One of the most important things to remember here is that there is no manual when it comes to mental health. Caring for yourself properly requires adjustments and re-evaluations, and including your friends and family in this can be very difficult. Sometimes writing your needs and concerns out on paper or in email and sharing with your loved ones that way eases some of the discomfort.
Have you discussed your physical needs with your friends and family? How did they respond?
@CrzyCreoleMommy reminds us that true friends will understand that we all have different needs. Surround yourselves with people who don’t make your life harder when it comes to your illness!
If you are an IBD or ostomy veteran, what advice do you have for our community of newly diagnosed ladies when talking to their loved ones about IBD for the first time this holiday season?

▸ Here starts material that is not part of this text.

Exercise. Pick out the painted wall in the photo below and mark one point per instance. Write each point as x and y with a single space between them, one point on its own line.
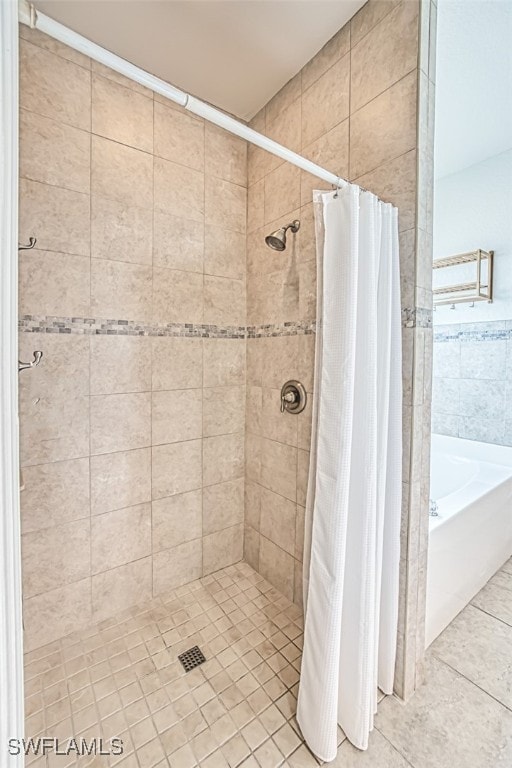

Shawn reminds us to take your time and be patient with yourself and others. There were times where you didn’t understand your diagnosis, your family and friends are likely still in that place. Sara also reminds us that this gets easier with time. Putting pressure on yourself to be perfect and your loved ones to react perfectly won’t end positively. Remember that we can’t control other’s reactions. They won’t always be supportive and comforting, and we have to accept that these types of responses are a reality for a lot of us. @smanna750’s recommendation is to always be educated about your illness! The more you know, the better you can communicate the details with others!
How do we make self care a priority during the holidays, whether we are celebrating in a large group or on our own?
A change of clothes can make an enormous difference! Get the dressed up family photos in your pretty outfit, and then go change and be comfy! Try starting a new “holiday pajama” party, you definitely won’t be the only one there who isn’t wanting to wear their slacks!
Thank you again to Shawn and Sara for their wonderful contributions to our Twitter chat, and our community in general! Warmest wishes to all of our beloved GWGs during this holiday season!
Casey Flancbaum was diagnosed with ulcerative colitis at 22, which ultimately was changed to a diagnosis of Crohn’s disease the next year. She found the GWG organization and forum during a late night search for a support group geared towards women and is so grateful for the online community that she is now a part of!
Casey holds degrees in Music Performance from the Crane School of Music and University of North Texas, and is currently an active performer and teacher in the DFW area. In her free time, Casey loves to cook, garden, and spend time with her amazing husband, Samson, and three adorable fur kids, Jackson, Roxy, and Roscoe!